A cera do ouvido, conhecida como cerúmen, tem ganhado destaque em pesquisas recentes por suas potenciais implicações na saúde. Estudos indicam que essa substância pode ser um indicador de diversas condições, como câncer, diabetes e doenças neurodegenerativas.
Pesquisadores descobriram que a cerúmen, composta por secreções de glândulas ceruminosas e sebáceas, pode refletir reações químicas do metabolismo humano. A cera úmida, predominante em pessoas de ascendência europeia e africana, está associada a um maior risco de câncer de mama, enquanto a cera seca, comum em indivíduos do leste asiático, apresenta características diferentes.
A relação entre a cera do ouvido e doenças sistêmicas tem sido um foco de estudos. A leucinose, por exemplo, pode ser diagnosticada por meio de amostras de cerúmen, que apresentam compostos voláteis específicos. Além disso, a cera pode indicar a presença de diabetes tipo 1 e 2, e até mesmo a covid-19 em alguns casos.
Avanços nos Diagnósticos
Pesquisadores estão desenvolvendo um “cerumenograma”, um teste que promete identificar câncer com alta precisão. Em um estudo, a análise de amostras de cerúmen de pacientes com linfoma e leucemia revelou 27 compostos que podem atuar como marcadores para a doença. O teste demonstrou 100% de precisão na identificação de câncer, destacando a cera como uma ferramenta promissora para diagnósticos.

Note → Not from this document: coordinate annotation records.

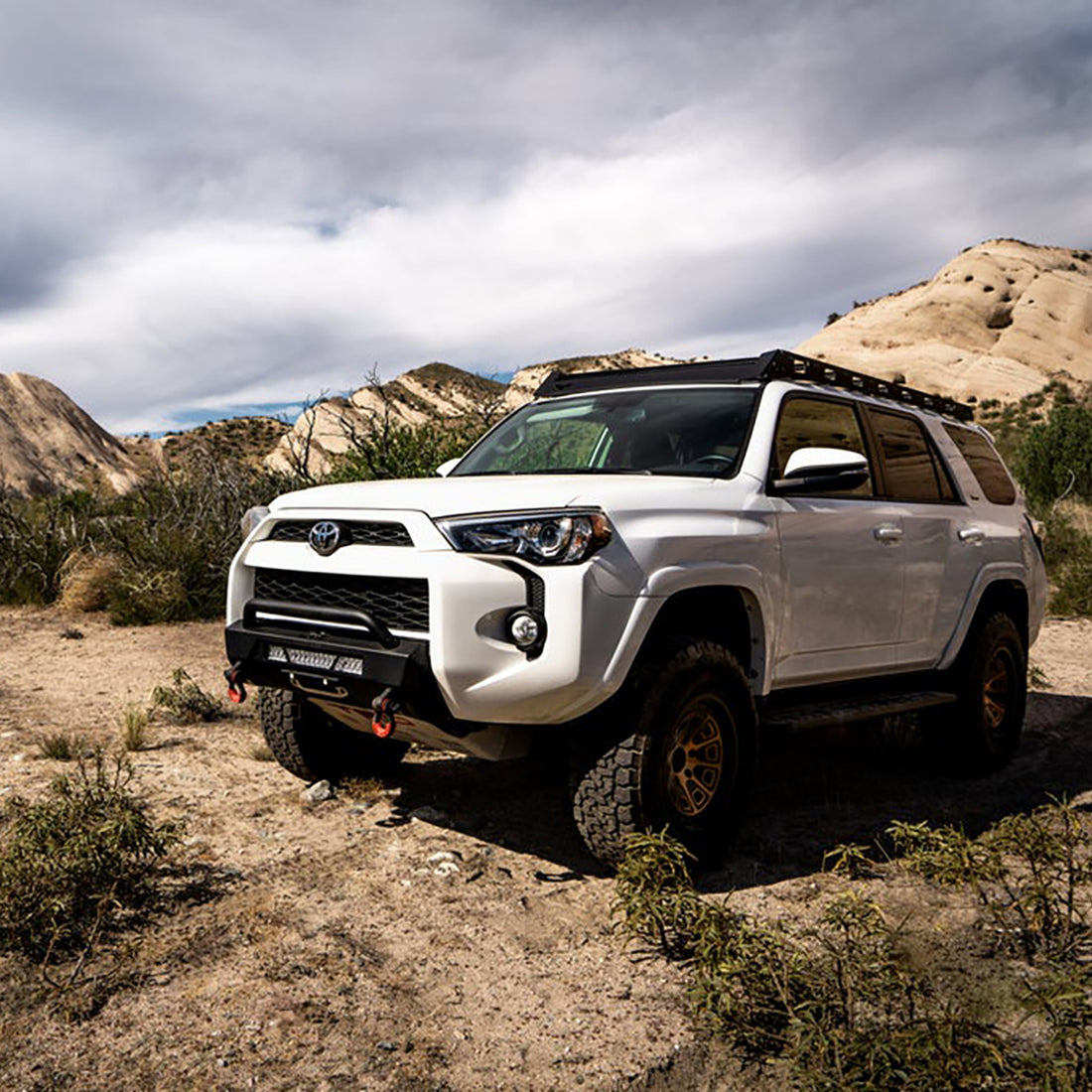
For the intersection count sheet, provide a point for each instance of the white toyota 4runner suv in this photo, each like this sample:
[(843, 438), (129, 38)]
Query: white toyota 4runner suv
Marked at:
[(651, 567)]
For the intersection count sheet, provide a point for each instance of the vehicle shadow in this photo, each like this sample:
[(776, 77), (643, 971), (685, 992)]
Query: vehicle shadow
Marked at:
[(521, 805), (820, 789), (815, 790)]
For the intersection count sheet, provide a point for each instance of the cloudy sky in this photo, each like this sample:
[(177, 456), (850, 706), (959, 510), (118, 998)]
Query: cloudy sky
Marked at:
[(206, 205)]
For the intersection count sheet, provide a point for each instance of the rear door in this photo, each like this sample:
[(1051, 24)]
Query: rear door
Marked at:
[(914, 478), (842, 557)]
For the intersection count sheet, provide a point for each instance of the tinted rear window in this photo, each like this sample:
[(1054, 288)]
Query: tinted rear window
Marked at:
[(985, 465), (910, 469)]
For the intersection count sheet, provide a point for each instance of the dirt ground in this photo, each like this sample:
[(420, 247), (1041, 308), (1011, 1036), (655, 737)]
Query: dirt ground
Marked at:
[(448, 932)]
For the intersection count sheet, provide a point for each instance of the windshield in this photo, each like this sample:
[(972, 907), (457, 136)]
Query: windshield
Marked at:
[(694, 430)]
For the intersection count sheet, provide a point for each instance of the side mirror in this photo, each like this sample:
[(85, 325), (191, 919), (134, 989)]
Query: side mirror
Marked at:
[(822, 470)]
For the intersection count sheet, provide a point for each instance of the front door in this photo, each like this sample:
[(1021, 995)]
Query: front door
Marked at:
[(842, 558)]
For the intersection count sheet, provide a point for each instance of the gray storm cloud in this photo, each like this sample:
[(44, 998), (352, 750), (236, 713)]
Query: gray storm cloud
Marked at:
[(209, 205)]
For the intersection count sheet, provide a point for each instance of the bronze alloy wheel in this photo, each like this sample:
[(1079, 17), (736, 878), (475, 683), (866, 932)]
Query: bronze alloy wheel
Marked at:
[(996, 689), (695, 754)]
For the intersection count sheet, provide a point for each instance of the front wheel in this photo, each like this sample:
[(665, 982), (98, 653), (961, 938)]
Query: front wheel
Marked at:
[(314, 746), (992, 688), (685, 765)]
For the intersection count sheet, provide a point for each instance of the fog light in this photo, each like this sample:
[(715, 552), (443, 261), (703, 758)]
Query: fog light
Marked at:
[(525, 629)]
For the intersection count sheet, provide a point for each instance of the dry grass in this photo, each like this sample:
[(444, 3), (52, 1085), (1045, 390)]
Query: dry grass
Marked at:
[(87, 580), (132, 724)]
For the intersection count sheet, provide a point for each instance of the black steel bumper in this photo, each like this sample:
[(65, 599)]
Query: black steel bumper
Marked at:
[(402, 666)]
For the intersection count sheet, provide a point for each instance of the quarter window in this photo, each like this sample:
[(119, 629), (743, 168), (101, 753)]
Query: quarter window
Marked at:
[(819, 423), (985, 465), (912, 471)]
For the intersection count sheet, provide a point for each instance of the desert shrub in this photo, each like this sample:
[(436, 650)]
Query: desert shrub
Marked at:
[(841, 1006), (159, 554), (1068, 553), (132, 728), (36, 537), (392, 450), (87, 580), (1055, 457), (185, 702), (74, 863), (177, 533), (1030, 873), (140, 598)]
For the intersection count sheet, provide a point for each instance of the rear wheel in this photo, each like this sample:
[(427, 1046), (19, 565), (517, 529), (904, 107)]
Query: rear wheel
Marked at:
[(685, 764), (992, 685), (315, 747)]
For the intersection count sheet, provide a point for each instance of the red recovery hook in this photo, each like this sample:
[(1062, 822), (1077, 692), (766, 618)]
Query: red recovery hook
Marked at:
[(236, 690), (383, 709)]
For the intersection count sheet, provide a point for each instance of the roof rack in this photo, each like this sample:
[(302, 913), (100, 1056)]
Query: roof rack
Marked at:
[(776, 363)]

Além disso, a pesquisa sobre a doença de Ménière, que causa vertigens e perda auditiva, revelou que a cera de pacientes com essa condição apresenta níveis reduzidos de certos ácidos graxos. Essa descoberta pode facilitar diagnósticos mais rápidos e precisos.
A cera do ouvido se mostra um recurso valioso para identificar alterações metabólicas associadas a várias doenças. O professor Nelson Roberto Antoniosi Filho, da Universidade Federal de Goiás, enfatiza que a cera acumula substâncias químicas que podem indicar problemas de saúde antes que se tornem críticos.

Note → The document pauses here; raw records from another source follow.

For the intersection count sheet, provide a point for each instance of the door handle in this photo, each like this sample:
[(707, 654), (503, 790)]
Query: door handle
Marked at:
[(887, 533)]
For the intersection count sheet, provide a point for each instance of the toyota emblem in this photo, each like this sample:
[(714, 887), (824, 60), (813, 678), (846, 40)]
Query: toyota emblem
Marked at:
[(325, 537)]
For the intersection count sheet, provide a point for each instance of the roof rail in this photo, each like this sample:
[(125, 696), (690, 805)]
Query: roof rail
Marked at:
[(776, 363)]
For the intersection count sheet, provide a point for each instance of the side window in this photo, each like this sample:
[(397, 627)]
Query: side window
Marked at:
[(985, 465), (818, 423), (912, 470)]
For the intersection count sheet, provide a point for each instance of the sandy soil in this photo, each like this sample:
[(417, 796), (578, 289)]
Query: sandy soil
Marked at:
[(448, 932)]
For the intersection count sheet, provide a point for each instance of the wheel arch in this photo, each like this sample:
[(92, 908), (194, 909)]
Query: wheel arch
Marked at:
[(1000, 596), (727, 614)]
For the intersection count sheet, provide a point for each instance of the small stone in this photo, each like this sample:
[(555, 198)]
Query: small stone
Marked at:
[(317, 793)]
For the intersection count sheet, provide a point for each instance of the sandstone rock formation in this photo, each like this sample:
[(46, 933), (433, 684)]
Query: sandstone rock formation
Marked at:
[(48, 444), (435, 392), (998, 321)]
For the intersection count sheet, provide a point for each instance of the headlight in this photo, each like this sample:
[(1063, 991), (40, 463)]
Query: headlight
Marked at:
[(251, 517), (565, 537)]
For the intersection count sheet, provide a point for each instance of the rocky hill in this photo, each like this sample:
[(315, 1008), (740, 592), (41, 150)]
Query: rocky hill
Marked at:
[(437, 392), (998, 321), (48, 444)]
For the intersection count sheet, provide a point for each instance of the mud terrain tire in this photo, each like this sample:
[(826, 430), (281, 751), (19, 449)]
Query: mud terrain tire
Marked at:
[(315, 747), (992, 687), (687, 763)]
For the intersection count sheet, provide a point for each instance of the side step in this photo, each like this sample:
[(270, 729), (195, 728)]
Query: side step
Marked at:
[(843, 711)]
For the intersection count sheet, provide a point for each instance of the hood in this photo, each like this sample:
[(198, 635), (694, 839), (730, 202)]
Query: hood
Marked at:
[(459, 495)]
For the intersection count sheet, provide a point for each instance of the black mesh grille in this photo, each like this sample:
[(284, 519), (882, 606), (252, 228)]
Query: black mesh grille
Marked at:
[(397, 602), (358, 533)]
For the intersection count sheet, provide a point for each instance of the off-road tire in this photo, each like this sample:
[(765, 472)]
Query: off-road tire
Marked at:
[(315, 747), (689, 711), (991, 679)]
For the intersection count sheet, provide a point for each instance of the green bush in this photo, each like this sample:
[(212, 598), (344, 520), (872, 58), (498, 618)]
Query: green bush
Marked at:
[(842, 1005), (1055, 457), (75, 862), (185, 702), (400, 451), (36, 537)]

Com a adoção do cerumenograma em instituições como o hospital Amaral Carvalho, em São Paulo, espera-se que essa técnica se torne uma prática comum na detecção precoce de doenças. A pesquisa continua a avançar, com a expectativa de que a cera do ouvido possa um dia ser utilizada como um exame de rotina, semelhante aos testes de sangue.